The “low bar,” as you call it, is hardly the sort of thing that makes people travel to a destination. How many times have yout hought to yourself, “I’ve heard Taiwan has some English steet signs, therefore I’ll go there.”
I don’t know if the cost-of-living numbers apply in any way, but how does Japan, and specifically cities like Tokyo and Kyoto, rank globally in terms of what amount of cash a tourist can expect to part with on an average day (including lodging, transportation, meals and entertainment)?

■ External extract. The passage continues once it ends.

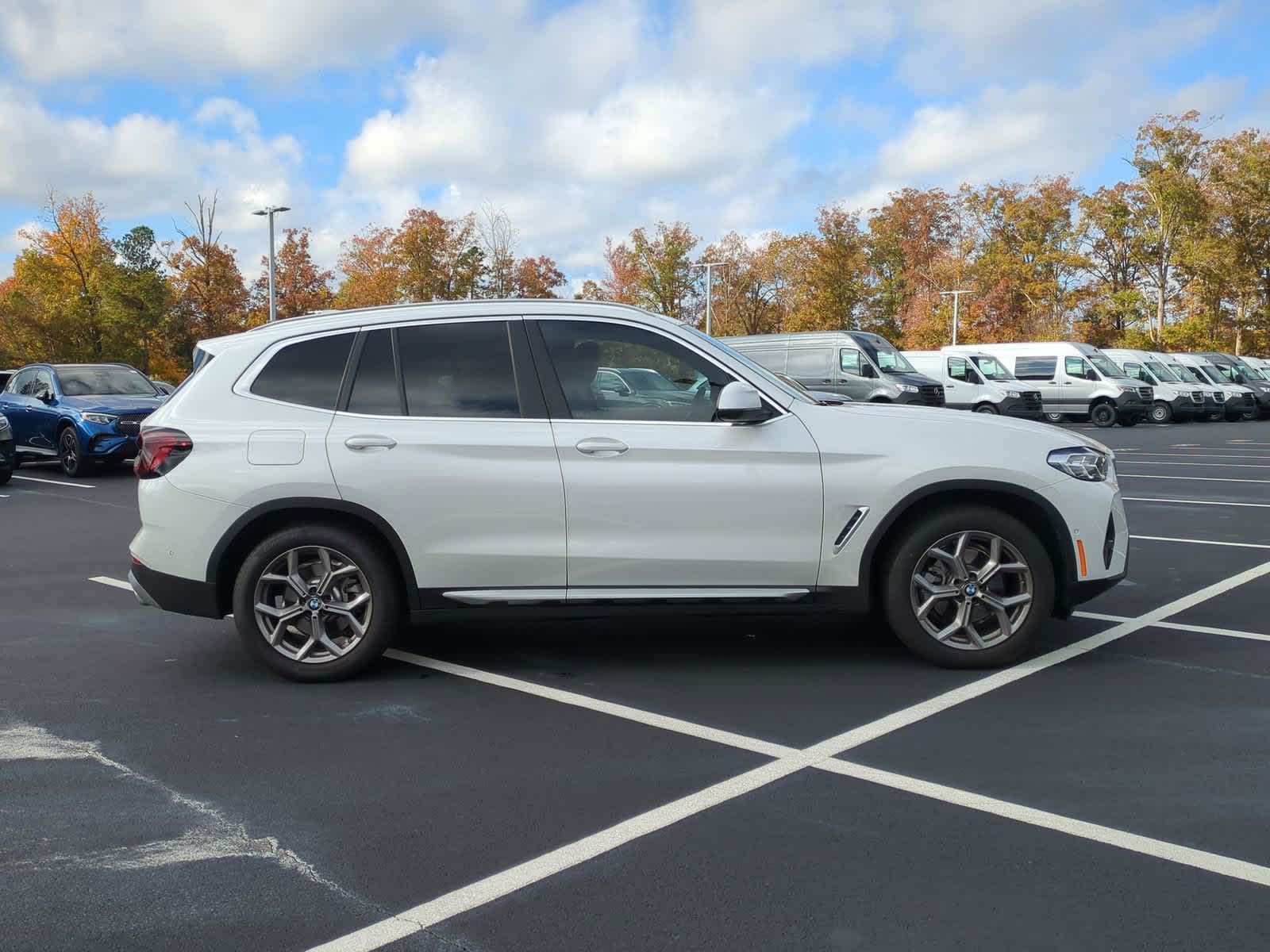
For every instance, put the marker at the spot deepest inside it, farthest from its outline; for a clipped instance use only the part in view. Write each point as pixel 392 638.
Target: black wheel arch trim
pixel 1066 577
pixel 341 507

Pellegrini, that’s a good question, but one that won’t have the same answer on a day-to-day basis, or based on where the travelers are coming from. There’s a huge amount of currency risk involved. US hotels and the hospitality industry in general are loving the weak dollar because it draws in droves of Europeans, but if the dollar swings back suddenly (or gradually), that will hurt those numbers.
So long as China keeps the fixed rate currency it has now, it would be hard to see the yuan appreciate enough against the yen to make Japan a cheap choice for Chinese tourists. Even if it were allowed to float, there’s no guarantee it will rise enough to make enough of a difference, or that the currency won’t just collapse.
Ken,
That makes sense.
Any idea which parts of the world those 60,000 landing/takeoff slots at the two metropolitan airports will be dedicated to? It seems logical that Asia is one of the bigger areas of growth at this point.
Anything I’m missing?
[I’m hoping that NWA’s NRT-JFK route reopens, personally.]